19% Texas Premium Increase, 2024
27% Statewide Increase, 2021–2024
25–40% Rebuild Cost Inflation Since 2019
878 Major Texas Hail Events, 2024

Three forces are reshaping every Texas home insurance renewal in 2026. Severe weather frequency: Texas led the nation in major hail events and tornadoes in 2024 alone. Carrier exits: Foremost ceased writing new policies. Progressive restricted Texas homeowners new business after reporting that storms in Texas accounted for nearly 40 percent of company losses in Q2 fiscal 2024. Liberty Mutual restricted coastal underwriting. Lemonade stopped selling in several Texas counties. Construction inflation: Rebuild costs are 25 to 40 percent higher than 2019.

Less competition. Higher claims. Higher rebuild costs. The math on every Texas renewal got harder. The carrier responses split into two playbooks. Raise the premium. Or shrink the contract. Most renewals do both.

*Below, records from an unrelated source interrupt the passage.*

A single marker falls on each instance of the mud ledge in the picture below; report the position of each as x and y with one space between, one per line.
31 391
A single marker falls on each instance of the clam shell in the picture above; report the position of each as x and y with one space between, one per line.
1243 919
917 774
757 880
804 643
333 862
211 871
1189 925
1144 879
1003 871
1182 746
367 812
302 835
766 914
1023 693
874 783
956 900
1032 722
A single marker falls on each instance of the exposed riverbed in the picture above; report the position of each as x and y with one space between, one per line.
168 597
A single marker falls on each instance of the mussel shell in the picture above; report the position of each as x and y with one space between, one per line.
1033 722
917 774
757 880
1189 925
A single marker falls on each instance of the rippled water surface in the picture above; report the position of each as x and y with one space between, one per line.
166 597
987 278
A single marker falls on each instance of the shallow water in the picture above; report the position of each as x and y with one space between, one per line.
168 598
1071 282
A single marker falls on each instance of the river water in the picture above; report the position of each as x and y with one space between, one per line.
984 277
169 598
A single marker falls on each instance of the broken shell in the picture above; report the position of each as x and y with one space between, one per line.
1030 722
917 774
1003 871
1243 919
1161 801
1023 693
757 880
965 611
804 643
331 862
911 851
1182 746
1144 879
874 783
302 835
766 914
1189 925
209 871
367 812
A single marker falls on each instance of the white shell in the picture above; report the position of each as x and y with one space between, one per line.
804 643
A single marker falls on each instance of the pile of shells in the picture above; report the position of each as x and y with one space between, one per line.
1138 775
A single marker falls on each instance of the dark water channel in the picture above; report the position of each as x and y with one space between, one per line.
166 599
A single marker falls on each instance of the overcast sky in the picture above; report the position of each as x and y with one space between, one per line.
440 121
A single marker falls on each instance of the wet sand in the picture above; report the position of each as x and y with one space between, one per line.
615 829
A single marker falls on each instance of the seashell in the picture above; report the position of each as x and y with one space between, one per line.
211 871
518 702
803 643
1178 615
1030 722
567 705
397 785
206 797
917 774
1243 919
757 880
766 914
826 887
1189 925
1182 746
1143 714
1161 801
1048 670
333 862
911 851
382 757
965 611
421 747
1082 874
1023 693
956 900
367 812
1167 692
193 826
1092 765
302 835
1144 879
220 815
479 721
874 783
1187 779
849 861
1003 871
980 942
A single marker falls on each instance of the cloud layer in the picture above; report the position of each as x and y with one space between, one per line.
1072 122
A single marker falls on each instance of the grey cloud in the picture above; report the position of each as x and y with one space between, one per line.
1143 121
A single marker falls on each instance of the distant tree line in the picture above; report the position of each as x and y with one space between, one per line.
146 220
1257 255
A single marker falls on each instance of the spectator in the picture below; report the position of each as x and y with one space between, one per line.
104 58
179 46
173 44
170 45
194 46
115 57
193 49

Sources: Texas Department of Insurance, 2024 Market Conditions Annual Report · Federal Reserve Bank of Dallas, Texas Homeowners Insurance Affordability (2026) · Schell Insurance, 2026 Texas Homeowners Coverage Gaps

The Seven Quiet Changes

What carriers do at renewal and rarely call to explain.

"Every one of these changes is legal. Every one is buried in language most clients never read. Every one is worth more than the premium increase that distracted you from finding it."

Pitfall 01

Your roof shifted from Replacement Cost to ACV or a Roof Payment Schedule.

The most common renewal-time change in Texas right now. Carriers are converting Replacement Cost roof coverage to either Actual Cash Value or to a Roof Payment Schedule that reduces payouts on a sliding scale based on roof age.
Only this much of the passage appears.